A transfer matrix was used to assess the spatial distribution of desertification land and its characteristics between 2001 and 2020. Also, the matrix accurately quantifies the transformation process between different land types. Table 4 and Table 5 display the transfer matrix of the DDI classes and the areas of transformation. Figure 10 shows the spatial representation of dynamic changes in desertification land. Results show that 42.45% of Jazan province remained stable and did not experience any changes in desertification between 2001 and 2020. However, 57.55% of the total area was converted into another desertification class with the order of change being extremely serious, serious, moderate, weak, and non-desertification, in descending order.
The conversion of the DDI classes in the study area was from extremely serious to serious, serious to moderate, and moderate to weak with areas of 2268.1 km2, 1518.5 km2, and 1062.5 km2, respectively. Almost half of the area of extremely serious land is converted to other DDI classes, and it reaches 2332.3 km2. The area of the different types of DDI classes transformed to weak desertification land was 1166.5 km2. The Jazan province has experienced a significant increase in weak and moderate classes, while a decline in extremely serious classes due to the combination of natural environment and human activities.
Dynamic changes in DDI classes were spatially distributed in (Figure 10) and were classified into the following: obvious restoration (DDI class decreased by two or more grades), restoration (DDI class decreased to the adjacent grade), no change (DDI class remained stable), degradation (DDI class increased to the adjacent grade), and severe degradation (DDI increased by two or more grades). The spatial change dynamic of DDI classes indicates that between 2001 and 2020, the distribution of no change areas was scattered, particularly in the west and the central areas. The restoration and severe restoration regions are mostly concentrated in eastern areas including Samtah, Al Harth, Fayfa, and Ad Dair, while the degradation and obvious degradation areas are mainly located in the northeastern regions of the north Ad-Dayer governorate. The vegetation restoration area is 6304.78 km2 of the total area, which is larger than the vegetation degradation area (2337.6 km2), (Table 6).

4. Discussion

4.1. The Spectral Indicators and the Desertification Evalution

In this study, we utilized tasseled cap-derived indices, NDVI, albedo, and LST to monitor and assess the degree of desertification. Various statistical approaches were employed to determine the strongest significant correlation among the spectral indices. Based on the correlation analyses, a desertification degree model was developed using NDVI–TCG combination to construct a map depicting different desertification grades in the Jazan province. The NDVI and TCG index combination proved to be a simple and efficient method for quantitatively assessing and monitoring desertification grades in arid and semiarid areas, utilizing various satellites and sensors.
Similar to previous studies [18,39,40], the NDVI–albedo model did not exhibit good discrimination between land cover features due to its weak relationship (Table 2).
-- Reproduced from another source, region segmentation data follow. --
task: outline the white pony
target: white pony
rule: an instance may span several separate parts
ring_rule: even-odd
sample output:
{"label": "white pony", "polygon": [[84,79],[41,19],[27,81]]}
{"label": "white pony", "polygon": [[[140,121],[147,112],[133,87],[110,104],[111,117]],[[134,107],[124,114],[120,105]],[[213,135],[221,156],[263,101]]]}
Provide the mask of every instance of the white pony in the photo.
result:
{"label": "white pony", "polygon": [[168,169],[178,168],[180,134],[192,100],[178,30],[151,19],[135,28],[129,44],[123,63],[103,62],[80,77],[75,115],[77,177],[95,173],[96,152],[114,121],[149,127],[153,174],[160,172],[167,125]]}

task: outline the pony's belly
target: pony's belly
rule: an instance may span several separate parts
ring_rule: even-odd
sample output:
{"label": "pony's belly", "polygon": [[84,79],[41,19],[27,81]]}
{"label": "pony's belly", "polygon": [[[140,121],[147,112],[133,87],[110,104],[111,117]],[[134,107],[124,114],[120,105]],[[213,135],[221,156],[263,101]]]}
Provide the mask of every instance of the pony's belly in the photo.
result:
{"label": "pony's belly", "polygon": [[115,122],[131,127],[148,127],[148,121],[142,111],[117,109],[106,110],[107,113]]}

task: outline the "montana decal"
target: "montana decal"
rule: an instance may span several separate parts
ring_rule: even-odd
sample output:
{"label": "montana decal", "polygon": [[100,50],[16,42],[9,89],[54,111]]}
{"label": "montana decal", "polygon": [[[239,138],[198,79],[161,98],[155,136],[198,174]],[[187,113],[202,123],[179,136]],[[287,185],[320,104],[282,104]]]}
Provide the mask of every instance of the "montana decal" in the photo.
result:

The relationship between NDVI and surface albedo did not meet Equation (8) because dark soils, representing soils rich in organic matter, could be classified as low desertified lands [18]. Additionally, LST displayed weak to moderate correlation, indicating its inability to distinguish between various degrees of desertification, consistent with previous findings [49].
Researchers [19,50] have reported a strong negative correlation between TCW and TCB, suggesting that TCW–TCB can serve as a useful indicator for assessing vegetation and environment in arid and semi-arid areas. However, our study relied on the NDVI–TCG combination to establish a desertification map of the study area due to its higher correlation coefficient value compared to the TCW–TCB combination (Table 2, Figure 7 and Figure 8).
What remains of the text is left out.